Alalshak, a grande Península

Alalshak, a grande Península

Paulo Rosenbaum

17 de setembro de 2017 | 02h03

(Foto PR – Glaciar em Juneau)

 

 

 

 

 

 

O Alaska é um caminho, despovoado, eólico, chuvoso. As geleiras não desaparecem, moveram-se ao sul. Recuaram, e hoje escorrem, flocadas, numa lama medicinal formada a partir do esmagamento das rochas por pressão dos glaciares.

Mais ao norte, pouco antes da Península Valdez a corrida ao ouro ainda não terminou. Nossos sonhos de conquista são a de todos os pioneiros, acesso, sucesso, e no fim, não regresso. A vida é mais cara dizem os locais atuais, mas o panorama compensa a decadência financeira. Os aleutas e esquimós são mais difíceis de contactar. Sua língua, a inuite, impossível de ser escutada. Justo ela que tem mais de cem definições apenas para a palavra neve.

Os colonos de hoje são pilotos do Arizona, motoristas do Texas, comerciantes de tanzanita de New York, atendentes de bar de Dakota ou garçons da Indonésia. O turismo é impecável, encontra-se um pouco acima da natureza.

Desde que em 1879, o escritor e naturalista John Muir (1838-1914) um dos principais idealizadores de parques e reservas naturais norte americanas, descobriu que as coníferas do Norte estão dispostas lá desde sempre, e a formação dos glaciares parecia  ter sido interrompida.

Hoje se sabe, a rarefação dos cristais aprisionados pelo gelo geraram o brilho azul- estanho, e assim a água vertida para um outro estado de matéria se fixa na imaginação do mundo. A tonalidade turquesa, ilusão de ótica, sem o contrapeso da realidade, sem parâmetros para daltônicos, provoca o choque cromático. Um golpe de vista que leva a cor até o olho, o qual não foi avisado que, persistente, ainda enxerga o que a ciência desconstruiu. Mas lá está ele, azul, poroso, fixo, qualidade indiscutível.

Quem já provou da agua do degelo? Garanto, não é insípida, incolor ou inodora. A agua do degelo desce como destino impreciso, aquele que não sabe se escolherá uma rota até o sal do Pacífico ou deslizará até formar lagos alcalinos providenciais.

Aquele que se impõe pela corredeira, que se exalta por um caráter firme e indisponível às revisões. A realidade corre aqui como os corvos que anunciam, aos chilros, o fim da estação. O dia aqui nunca foi o de esquimós no país das sombras longas, mas de um dia que dispõe de brilho efêmero, cortante, e cujo rasante nos retira o sangue da cara. A rarefação do ar retira os insetos para inserir tonalidades inesperadas. Perplexidade, a única reação possível para um céu que migra amiúde. Mas, dirias, todos os céus migram. Só que este é mais rápido, mais evidente e mais contundente.

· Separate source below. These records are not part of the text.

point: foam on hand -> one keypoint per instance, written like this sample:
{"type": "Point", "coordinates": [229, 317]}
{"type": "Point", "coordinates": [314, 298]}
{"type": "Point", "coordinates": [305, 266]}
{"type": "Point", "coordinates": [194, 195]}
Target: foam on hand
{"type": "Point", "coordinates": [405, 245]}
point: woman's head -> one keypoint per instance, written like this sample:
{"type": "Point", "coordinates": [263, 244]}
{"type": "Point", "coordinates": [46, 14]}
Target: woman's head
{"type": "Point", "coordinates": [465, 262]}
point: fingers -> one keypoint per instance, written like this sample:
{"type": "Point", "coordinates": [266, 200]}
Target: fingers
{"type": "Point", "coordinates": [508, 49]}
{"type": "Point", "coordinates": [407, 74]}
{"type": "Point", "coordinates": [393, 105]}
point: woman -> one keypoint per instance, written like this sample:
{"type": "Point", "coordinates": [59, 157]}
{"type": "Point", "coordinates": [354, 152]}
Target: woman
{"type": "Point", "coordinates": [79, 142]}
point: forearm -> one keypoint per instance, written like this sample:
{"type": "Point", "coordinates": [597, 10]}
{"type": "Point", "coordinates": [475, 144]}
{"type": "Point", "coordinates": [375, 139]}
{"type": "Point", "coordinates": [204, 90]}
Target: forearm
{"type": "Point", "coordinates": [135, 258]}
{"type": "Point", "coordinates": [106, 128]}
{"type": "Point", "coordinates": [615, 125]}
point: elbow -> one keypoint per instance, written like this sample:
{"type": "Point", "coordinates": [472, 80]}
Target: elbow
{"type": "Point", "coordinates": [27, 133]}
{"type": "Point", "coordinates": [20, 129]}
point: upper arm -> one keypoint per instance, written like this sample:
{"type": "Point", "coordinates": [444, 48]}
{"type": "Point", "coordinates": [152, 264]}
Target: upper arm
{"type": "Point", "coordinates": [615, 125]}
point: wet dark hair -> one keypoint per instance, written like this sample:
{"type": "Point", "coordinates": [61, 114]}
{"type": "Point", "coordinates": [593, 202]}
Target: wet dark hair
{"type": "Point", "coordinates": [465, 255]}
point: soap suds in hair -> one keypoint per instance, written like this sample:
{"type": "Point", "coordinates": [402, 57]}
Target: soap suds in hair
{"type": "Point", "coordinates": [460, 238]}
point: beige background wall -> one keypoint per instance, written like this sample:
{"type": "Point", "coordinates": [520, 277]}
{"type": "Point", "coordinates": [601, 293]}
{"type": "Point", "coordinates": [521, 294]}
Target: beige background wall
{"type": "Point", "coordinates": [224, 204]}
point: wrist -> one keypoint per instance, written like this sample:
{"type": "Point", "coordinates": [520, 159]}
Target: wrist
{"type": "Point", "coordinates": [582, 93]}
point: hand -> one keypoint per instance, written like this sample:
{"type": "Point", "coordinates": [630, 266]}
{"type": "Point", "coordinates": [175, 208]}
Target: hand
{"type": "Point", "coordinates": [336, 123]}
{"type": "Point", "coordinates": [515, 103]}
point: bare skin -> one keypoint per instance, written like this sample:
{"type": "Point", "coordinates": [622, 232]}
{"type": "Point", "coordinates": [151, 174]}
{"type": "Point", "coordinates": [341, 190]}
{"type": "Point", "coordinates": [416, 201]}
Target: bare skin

Por todo lado, nesta Amazônia de cima, as aguas descem como cronômetros de guilhotinas. E como laminas cansadas deixam-se levar pela gravidade. Levam ao ar multidões de partículas da negantropia, que suspendem o juízo daqueles que tinham tudo planejado. Um ensaio sobre o Alaska não seria mais sobre ursos e baleias, golfinhos ou salmões, mas acerca de um vento obliquo, que atrapalha as rotas, que desvia os navios. Que encanta pela exaustão. Seria sobre um lugar sem espaço regular na cartografia.

Tudo que se define como “passagem de dentro”, o maior corredor marítimo preservado do mundo, é um destino a ser aspirado. Como turista, visitante ou curioso, num acampamento, num cruzeiro ou dentro de botes salva- vidas o banho que dessaliniza é um pouco da surpresa que ainda há no mundo. O lugar que ainda corre para se opor as elucidações predadoras, aos campo devassáveis por curiosos sem imaginação.

O Alaska peca pelo excesso. De mistério, de inadaptabilidade, uma terra de índios sem emancipação, de uma cultura que foi destruída sem sequer ter sido redescoberta. Um território comprado dos russos, que é hoje um País reduzido a um Estado.

A grande península grita por ser extremo sem nostalgias. Mesmo assim, as saudades já se fazem sentir muito tempo antes, muito antes de que tudo acabe.